The talks, which followed U.S. negotiations with Ukraine in Saudi Arabia on Sunday, come as U.S. President Donald Trump intensifies his drive to end the three-year-old conflict after he last week spoke to both Ukrainian President Volodymyr Zelenskiy and Russian President Vladimir Putin.
A source briefed on the planning for the talks said the U.S. side was being led by Andrew Peek, a senior director at the White House National Security Council, and Michael Anton, a senior State Department official.
The White House says the aim of the talks is to reach a maritime ceasefire in the Black Sea, allowing the free flow of shipping, though the area has not been the location of intense military operations in recent months.
Russia will be represented by Grigory Karasin, a former diplomat who is now chair of the Russian upper house of parliament's Foreign Affairs Committee, and by Sergei Beseda, an adviser to the director of the Federal Security Service, the main successor agency to the Soviet-era KGB.
The talks are taking place amid deep scepticism in some European countries and in Britain about whether Putin is ready to make meaningful concessions or will stick to what they see as his maximalist demands that do not appear to have changed since he sent tens of thousands of troops into Ukraine in 2022.
Trump, who has expressed broad satisfaction over the way talks have been going and who has been complimentary about Putin's engagement in the process so far, said on Saturday that efforts to stop further escalation in the Ukraine-Russia conflict were "somewhat under control".
White House national security adviser Mike Waltz told CBS' "Face the Nation" on Sunday that the U.S., Russian and Ukrainian delegations were assembled in the same facility in Riyadh.
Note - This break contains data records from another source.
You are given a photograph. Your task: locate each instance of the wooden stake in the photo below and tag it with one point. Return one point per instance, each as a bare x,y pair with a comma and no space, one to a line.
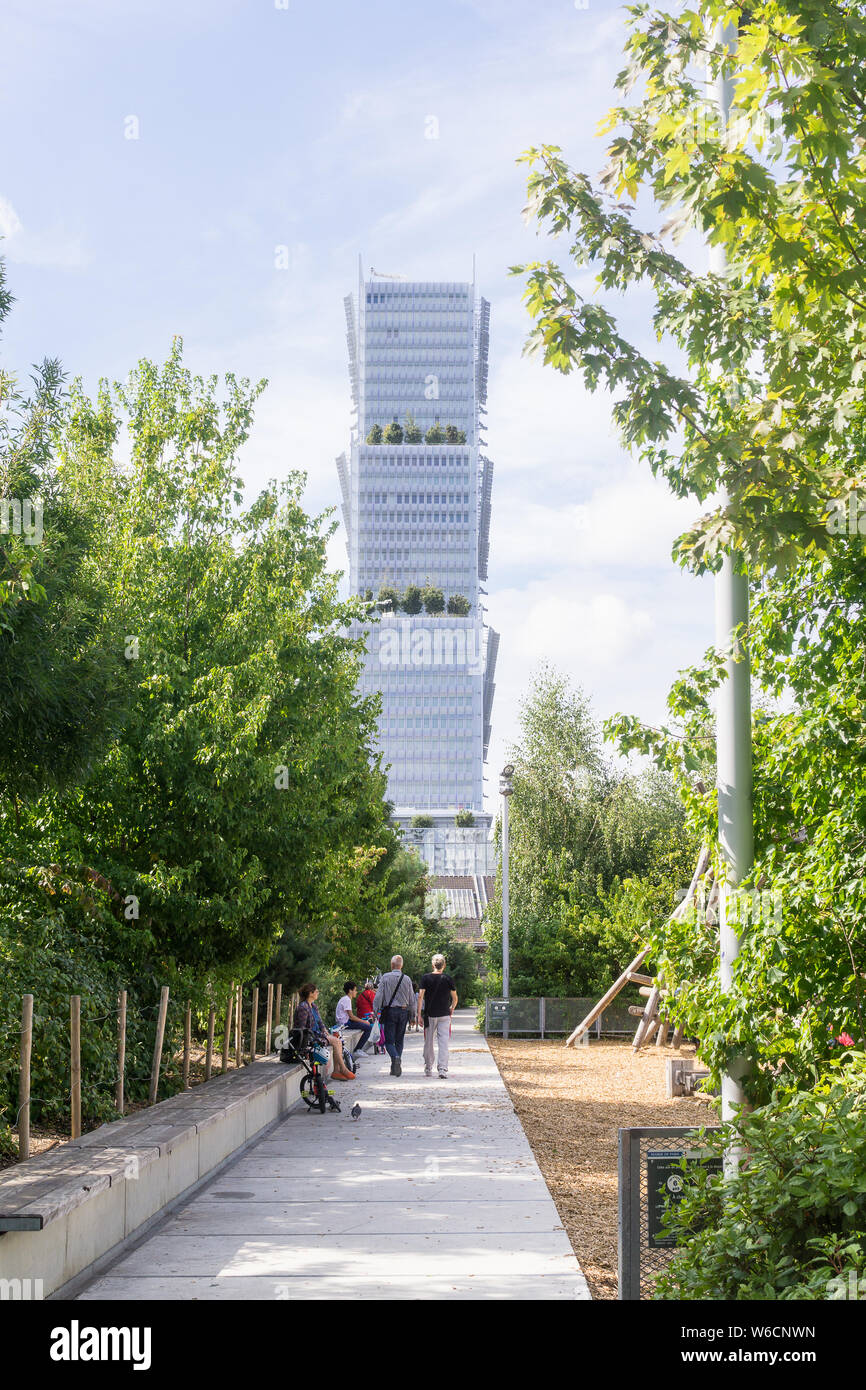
121,1051
24,1076
157,1045
227,1032
209,1055
75,1066
268,1020
612,993
649,1032
255,1025
186,1044
649,1015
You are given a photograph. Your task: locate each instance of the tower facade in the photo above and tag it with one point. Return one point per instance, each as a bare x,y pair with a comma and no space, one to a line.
416,496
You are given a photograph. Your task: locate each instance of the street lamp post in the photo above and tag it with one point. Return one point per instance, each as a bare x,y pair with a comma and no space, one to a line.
505,787
733,716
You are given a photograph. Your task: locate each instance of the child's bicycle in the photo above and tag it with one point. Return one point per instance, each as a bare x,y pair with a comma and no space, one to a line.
303,1048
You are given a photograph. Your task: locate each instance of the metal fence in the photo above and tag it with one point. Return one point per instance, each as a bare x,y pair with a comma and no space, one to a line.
644,1247
549,1018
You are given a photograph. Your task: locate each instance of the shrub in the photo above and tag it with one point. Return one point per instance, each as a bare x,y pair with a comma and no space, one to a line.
793,1223
389,595
412,599
434,599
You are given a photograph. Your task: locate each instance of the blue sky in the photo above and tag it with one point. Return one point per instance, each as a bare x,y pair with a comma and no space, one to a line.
306,127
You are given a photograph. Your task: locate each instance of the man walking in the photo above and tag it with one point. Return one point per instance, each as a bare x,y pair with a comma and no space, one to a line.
437,1002
395,998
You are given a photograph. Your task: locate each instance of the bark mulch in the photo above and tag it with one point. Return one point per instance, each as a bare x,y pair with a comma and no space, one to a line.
572,1102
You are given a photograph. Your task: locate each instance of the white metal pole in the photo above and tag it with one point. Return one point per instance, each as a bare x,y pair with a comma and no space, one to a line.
733,716
505,908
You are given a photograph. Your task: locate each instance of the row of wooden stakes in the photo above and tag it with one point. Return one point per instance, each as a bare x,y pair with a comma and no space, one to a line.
234,1015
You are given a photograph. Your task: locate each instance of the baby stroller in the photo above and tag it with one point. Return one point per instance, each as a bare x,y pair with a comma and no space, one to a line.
302,1047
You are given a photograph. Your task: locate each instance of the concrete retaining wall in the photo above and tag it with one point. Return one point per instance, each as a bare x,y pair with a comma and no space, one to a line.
61,1211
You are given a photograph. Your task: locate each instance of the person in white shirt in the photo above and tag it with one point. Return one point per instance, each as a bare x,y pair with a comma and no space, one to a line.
348,1020
395,997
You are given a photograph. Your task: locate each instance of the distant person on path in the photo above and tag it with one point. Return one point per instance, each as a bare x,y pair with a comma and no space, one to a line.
350,1022
366,1000
307,1016
437,1002
395,998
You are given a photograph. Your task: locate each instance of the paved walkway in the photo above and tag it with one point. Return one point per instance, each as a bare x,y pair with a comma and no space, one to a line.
433,1193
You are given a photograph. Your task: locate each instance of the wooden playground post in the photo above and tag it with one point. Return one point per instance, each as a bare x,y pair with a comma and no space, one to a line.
612,993
227,1032
209,1055
75,1064
24,1080
255,1025
186,1043
121,1050
157,1045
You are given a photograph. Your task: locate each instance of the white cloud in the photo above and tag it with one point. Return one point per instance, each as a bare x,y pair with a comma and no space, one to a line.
50,246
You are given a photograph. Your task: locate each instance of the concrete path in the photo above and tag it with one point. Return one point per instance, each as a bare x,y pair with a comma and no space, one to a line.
433,1193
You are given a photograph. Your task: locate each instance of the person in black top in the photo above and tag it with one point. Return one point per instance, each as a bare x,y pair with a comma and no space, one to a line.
437,1002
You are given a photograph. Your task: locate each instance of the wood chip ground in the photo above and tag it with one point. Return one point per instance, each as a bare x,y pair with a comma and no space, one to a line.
572,1102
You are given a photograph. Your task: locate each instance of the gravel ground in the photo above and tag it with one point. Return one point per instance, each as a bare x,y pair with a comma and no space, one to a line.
572,1102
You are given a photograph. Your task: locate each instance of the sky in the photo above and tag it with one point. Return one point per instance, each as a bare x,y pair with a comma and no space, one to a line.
216,168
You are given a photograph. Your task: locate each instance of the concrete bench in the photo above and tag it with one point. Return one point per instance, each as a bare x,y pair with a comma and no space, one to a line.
64,1209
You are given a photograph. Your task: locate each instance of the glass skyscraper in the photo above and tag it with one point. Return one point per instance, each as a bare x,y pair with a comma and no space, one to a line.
417,514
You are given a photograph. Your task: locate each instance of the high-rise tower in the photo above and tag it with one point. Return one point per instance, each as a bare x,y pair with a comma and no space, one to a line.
416,505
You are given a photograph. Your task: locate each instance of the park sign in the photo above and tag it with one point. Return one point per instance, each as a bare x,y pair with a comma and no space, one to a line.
665,1184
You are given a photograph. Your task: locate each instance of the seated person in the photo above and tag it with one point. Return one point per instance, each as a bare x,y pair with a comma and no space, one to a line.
355,1029
307,1016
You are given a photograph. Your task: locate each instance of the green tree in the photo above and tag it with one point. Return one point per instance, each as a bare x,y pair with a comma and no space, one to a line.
768,405
389,595
595,852
241,787
63,685
412,431
412,601
434,599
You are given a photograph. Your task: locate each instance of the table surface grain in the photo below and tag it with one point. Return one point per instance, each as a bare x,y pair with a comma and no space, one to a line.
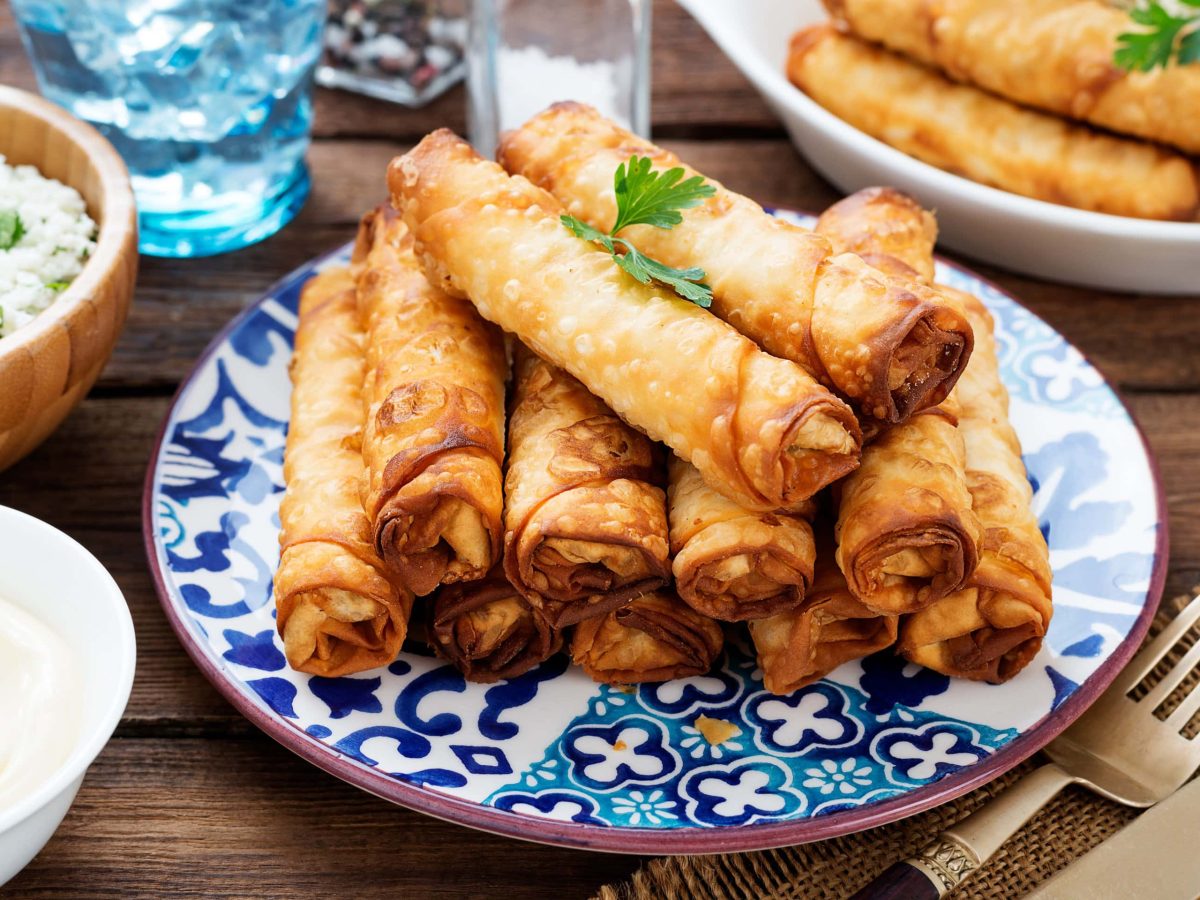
191,799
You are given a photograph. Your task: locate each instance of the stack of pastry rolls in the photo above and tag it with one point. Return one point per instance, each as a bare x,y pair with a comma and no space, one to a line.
1008,93
623,474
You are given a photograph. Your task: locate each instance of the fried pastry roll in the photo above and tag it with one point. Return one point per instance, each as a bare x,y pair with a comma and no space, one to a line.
336,611
585,519
489,631
731,563
759,429
1051,54
889,345
991,628
433,439
906,533
867,222
987,138
831,627
652,639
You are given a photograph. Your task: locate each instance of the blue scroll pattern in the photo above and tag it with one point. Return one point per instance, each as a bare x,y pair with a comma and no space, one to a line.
714,750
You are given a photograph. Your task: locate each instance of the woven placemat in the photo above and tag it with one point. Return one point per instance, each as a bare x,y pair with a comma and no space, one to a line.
1068,827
Beyond a Black Sea ceasefire, he said, the teams will discuss "the line of control" between the two countries, which he described as "verification measures, peacekeeping, freezing the lines where they are."
He said "confidence-building measures" are being discussed, including the return of Ukrainian children taken by Russia.
Ukraine's defence minister, Rustem Umerov, the head of the Ukrainian delegation, said on Facebook that the U.S.-Ukraine talks included proposals to protect energy facilities and critical infrastructure.
U.S. special envoy Steve Witkoff, who met Putin in Moscow in early March, played down concerns among Washington's NATO allies that Moscow could be emboldened by a deal and invade other neighbours.
"I just don't see that he wants to take all of Europe. This is a much different situation than it was in World War Two, Witkoff told Fox News.
"I feel that he wants peace," Witkoff said of Putin.